The trust posted an 8.8% fall in its net asset value compared with its benchmark, which fell 9.1%, while the company’s share price fell by 5.2% to 708.5p across the period.
The fund has been fairly passive in tracking the S&P index, although this slight outperformance should be as much a concern as underperformance since trackers are not designed to beat the index and only do so through imperfect tracking.
The trust's chairman Angus Grossart said: ‘The level of activity in the portfolio was relatively low and this reflected the changes to the constituents of the index. The level of takeovers and mergers in the US stockmarket has fallen sharply in the last 12 months and this has resulted in fewer changes to the constituents of the index.’

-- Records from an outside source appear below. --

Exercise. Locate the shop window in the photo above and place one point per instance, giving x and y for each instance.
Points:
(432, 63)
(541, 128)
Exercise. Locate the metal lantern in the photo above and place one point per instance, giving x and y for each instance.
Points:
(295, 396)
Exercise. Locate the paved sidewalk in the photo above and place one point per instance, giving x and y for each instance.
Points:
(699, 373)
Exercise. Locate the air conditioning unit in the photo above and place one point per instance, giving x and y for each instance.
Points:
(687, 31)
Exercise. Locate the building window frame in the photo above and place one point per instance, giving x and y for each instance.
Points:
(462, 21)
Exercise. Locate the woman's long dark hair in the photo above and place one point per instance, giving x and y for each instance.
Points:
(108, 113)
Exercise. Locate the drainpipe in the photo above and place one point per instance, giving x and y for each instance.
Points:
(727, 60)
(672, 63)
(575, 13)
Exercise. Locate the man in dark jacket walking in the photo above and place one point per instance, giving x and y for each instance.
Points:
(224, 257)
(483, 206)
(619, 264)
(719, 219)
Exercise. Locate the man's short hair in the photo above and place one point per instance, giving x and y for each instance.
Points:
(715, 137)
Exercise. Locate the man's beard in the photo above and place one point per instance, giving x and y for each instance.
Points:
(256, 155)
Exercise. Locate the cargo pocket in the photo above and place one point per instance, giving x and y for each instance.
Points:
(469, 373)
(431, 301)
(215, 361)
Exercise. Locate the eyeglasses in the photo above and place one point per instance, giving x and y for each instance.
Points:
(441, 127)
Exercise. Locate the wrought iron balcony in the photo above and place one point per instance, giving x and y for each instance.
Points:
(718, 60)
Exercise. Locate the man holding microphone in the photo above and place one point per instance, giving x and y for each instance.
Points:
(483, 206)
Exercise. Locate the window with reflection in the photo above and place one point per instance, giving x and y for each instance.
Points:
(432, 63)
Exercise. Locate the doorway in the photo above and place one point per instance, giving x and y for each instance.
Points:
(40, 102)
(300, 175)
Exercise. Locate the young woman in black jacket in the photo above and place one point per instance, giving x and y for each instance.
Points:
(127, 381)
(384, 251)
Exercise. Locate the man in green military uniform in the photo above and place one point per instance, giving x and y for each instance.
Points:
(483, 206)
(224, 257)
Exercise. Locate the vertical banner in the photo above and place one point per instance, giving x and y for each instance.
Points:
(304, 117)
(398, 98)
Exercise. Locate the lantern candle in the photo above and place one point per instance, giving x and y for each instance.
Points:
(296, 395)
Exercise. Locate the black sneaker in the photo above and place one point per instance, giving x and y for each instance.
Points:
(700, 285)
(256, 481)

He pointed out equity prices in the US have been squeezed by a number of high profile profits warnings, and investor sentiment would remain cautious until there is clear evidence the country’s economy has started to recover.
Alan Ray, investment trust analyst at Credit Lyonnais Securities, told Citywire the trust could still be cheaper than unit trusts, if all charges and discounts were taken into consideration, but the question for investors was whether they wanted to invest in the US ‘with equity markets in the state they are in.’
The trust currently trades at 2% premium to NAV compared with an average discount of 2% over the last 12 months. The shares are down 1.5p today to 653p.